Suis-je croyante? Je me plais à penser que vous savez par maintenant que je parle à l'univers, que je communique à l'ensemble. Dans cette solitude d'être soumis à la liberté, je m'en remets au tout. C'est tout. Et si je dis "seigneur" ou "dieu" quand je prie, c'est par respect pour cette immense intelligence indicible. Un mot n'est qu'un mot. Ce qu'il désigne, c'est ça l'important.

5.14.2008

hier pour aujourd'hui

C'est décidé, je suis observé. Quelqu'un quelque part. Pour sûr, un oeil flotte.

Je pars en mission ce midi. Rares sont ces missions où je dévale la Greene pour aller prendre le métro, mais aujourd'hui, l'objectif se trouvait dans le Vieux-Port et donc la ligne orange me mènerait près du but. Je dévale donc, d'un pas plus que décidé. Les muscles de mes jambes, ceux longeant mes tibias - si de tels muscles existent - commencent à me brûler tellement je pousse la marche à la limite du rapide. Je ne jogge pas. Je déteste le jogging. Les bronches enflammées, très peu pour moi.

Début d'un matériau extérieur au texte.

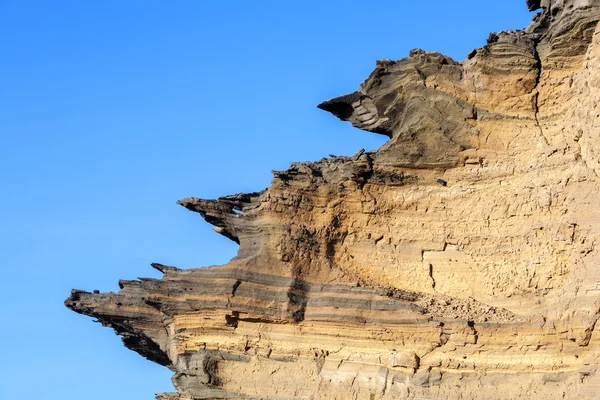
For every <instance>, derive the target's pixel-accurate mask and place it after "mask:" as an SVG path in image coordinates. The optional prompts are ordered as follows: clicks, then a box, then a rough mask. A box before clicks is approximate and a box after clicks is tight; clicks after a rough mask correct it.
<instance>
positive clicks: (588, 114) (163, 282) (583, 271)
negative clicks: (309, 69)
mask: <svg viewBox="0 0 600 400" xmlns="http://www.w3.org/2000/svg"><path fill="white" fill-rule="evenodd" d="M527 6H528V7H529V8H530V10H532V11H534V10H540V13H539V14H537V15H536V17H535V19H534V21H533V23H532V24H531V25H530V26H529V27H527V28H526V29H525V30H522V31H506V32H500V33H492V34H491V35H490V37H489V39H488V43H487V45H486V46H484V47H482V48H480V49H476V50H473V51H472V52H471V53H470V54H469V55H468V56H467V58H466V60H465V61H463V62H456V61H454V60H452V59H451V58H450V57H447V56H444V55H442V54H439V53H430V52H425V51H422V50H418V49H416V50H413V51H411V52H410V55H409V57H408V58H405V59H402V60H399V61H391V60H380V61H378V62H377V65H376V68H375V70H374V71H373V72H372V73H371V75H370V76H369V77H368V78H367V79H366V80H365V81H364V82H363V83H362V84H361V85H360V87H359V89H358V90H357V91H356V92H354V93H350V94H347V95H344V96H341V97H338V98H334V99H331V100H328V101H326V102H324V103H322V104H320V105H319V107H320V108H321V109H323V110H325V111H328V112H331V113H332V114H333V115H335V116H336V117H338V118H340V119H342V120H344V121H349V122H351V123H352V124H353V125H354V126H356V127H358V128H360V129H363V130H366V131H369V132H375V133H377V134H383V135H386V136H388V137H389V138H390V140H389V141H388V142H387V143H386V144H385V145H384V146H382V147H381V148H380V149H379V150H377V151H376V152H364V151H359V152H358V153H357V154H355V155H354V156H352V157H332V158H327V159H323V160H320V161H317V162H306V163H293V164H292V166H291V167H290V168H289V169H288V170H286V171H275V172H274V175H275V177H274V179H273V182H272V185H271V187H269V188H268V189H266V190H264V191H262V192H258V193H243V194H237V195H232V196H225V197H221V198H219V199H217V200H205V199H198V198H187V199H183V200H180V201H179V204H181V205H182V206H184V207H186V208H187V209H189V210H191V211H195V212H198V213H199V214H200V215H201V216H202V217H203V218H204V219H205V220H206V221H207V222H209V223H210V224H212V225H214V226H215V228H214V229H215V231H216V232H218V233H220V234H222V235H224V236H226V237H228V238H230V239H231V240H234V241H235V242H237V243H239V245H240V248H239V252H238V256H237V257H235V258H234V259H232V260H231V262H229V263H228V264H225V265H222V266H216V267H209V268H201V269H189V270H180V269H178V268H175V267H170V266H165V265H160V264H153V267H155V268H156V269H158V270H160V271H162V272H163V274H164V276H163V278H162V279H158V280H157V279H140V280H135V281H120V282H119V284H120V287H121V291H120V292H118V293H89V292H86V291H82V290H73V291H72V293H71V296H70V297H69V298H68V299H67V300H66V301H65V304H66V305H67V307H69V308H71V309H72V310H74V311H76V312H78V313H82V314H85V315H89V316H92V317H94V318H96V319H97V320H98V321H99V322H101V323H102V324H103V325H106V326H109V327H112V328H113V329H114V330H115V331H116V332H117V333H118V334H119V335H121V336H122V337H123V342H124V344H125V346H127V347H128V348H130V349H132V350H134V351H136V352H138V353H139V354H141V355H142V356H144V357H146V358H148V359H150V360H152V361H154V362H157V363H159V364H161V365H164V366H166V367H168V368H170V369H171V370H172V371H173V372H174V377H173V383H174V385H175V387H176V389H177V391H178V392H177V393H169V394H166V393H165V394H159V395H157V398H158V399H160V400H199V399H220V398H228V399H340V400H342V399H368V400H375V399H390V400H391V399H507V398H510V399H520V398H523V399H544V400H551V399H597V398H598V396H599V395H598V394H599V393H600V373H598V371H597V369H598V366H599V365H600V326H597V325H599V324H597V321H598V319H599V318H600V252H599V249H598V246H597V241H598V240H599V239H600V219H599V217H600V208H599V207H598V193H600V179H599V174H600V146H599V144H600V107H599V106H598V102H599V101H600V27H598V21H599V20H600V1H598V0H564V1H560V0H554V1H550V0H546V1H535V0H528V1H527Z"/></svg>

Qui se trouve là, juste après que j'aie traversé le coin de rues en diagonale? Eh oui, dans le mille, l'homme Noir classe au sourire doux. Je le salue, d'un pas pressé, terriblement déterminée à accomplir ma mission en une heure top chrono. Il me dit: "Hello lady." Je lui lance un bonjour. Belle journée, encore, comme nous sommes chanceux. Et là, il me dit, sans blague: "You're very gracious."

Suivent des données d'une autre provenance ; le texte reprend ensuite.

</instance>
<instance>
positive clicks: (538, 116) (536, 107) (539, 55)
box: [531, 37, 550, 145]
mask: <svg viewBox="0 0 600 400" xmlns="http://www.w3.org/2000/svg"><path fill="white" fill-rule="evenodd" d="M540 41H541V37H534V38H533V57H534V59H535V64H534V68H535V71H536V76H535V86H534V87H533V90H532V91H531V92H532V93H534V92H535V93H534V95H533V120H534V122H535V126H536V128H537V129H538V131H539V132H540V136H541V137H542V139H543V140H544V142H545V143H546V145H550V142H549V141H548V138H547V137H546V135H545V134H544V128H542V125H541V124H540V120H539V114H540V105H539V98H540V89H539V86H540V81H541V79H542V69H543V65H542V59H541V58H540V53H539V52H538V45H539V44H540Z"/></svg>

Mes pieds bloquent. Ma marche s'interrompt. Je rebrousse chemin. C'est plus fort que moi, vraiment, ça me tire vers cet homme et ça me fait lui baragouiner, à cet homme aux jambes croisées, dans un anglais maladroit, quelque chose comme quoi, justement, j'ai écrit à son propos pas plus tard qu'avant-hier, le jour où nous nous sommes vus et dit de lui qu'il est un exemple de dandysme, d'élégance. "Thank you lady! How nice of you." "Gotta go, see you soon." "OK lady, good day." Mais nous avons le temps d'échanger nos noms. "Call me Lu." Toujours compliqué mon prénom, même pour un francophone, alors imaginez pour un anglophone. Le tronquer donc. Lui, c'est Dn. Jamaïquain je crois.

Je file.

Je poursuis ma marche accélérée et je sors de la boutique où m'attendait un objet que j'offrirai à Tl., la petite fille de Jl., mon amie, et Tv., son mari. Tl. a eu trois ans lundi dernier, le jour où je décidais de commencer mon message avec ce chiffre.

Qui que tu sois, toi qui me regardes et m'observes, dis-moi, est-ce moi qui vois, sans le savoir?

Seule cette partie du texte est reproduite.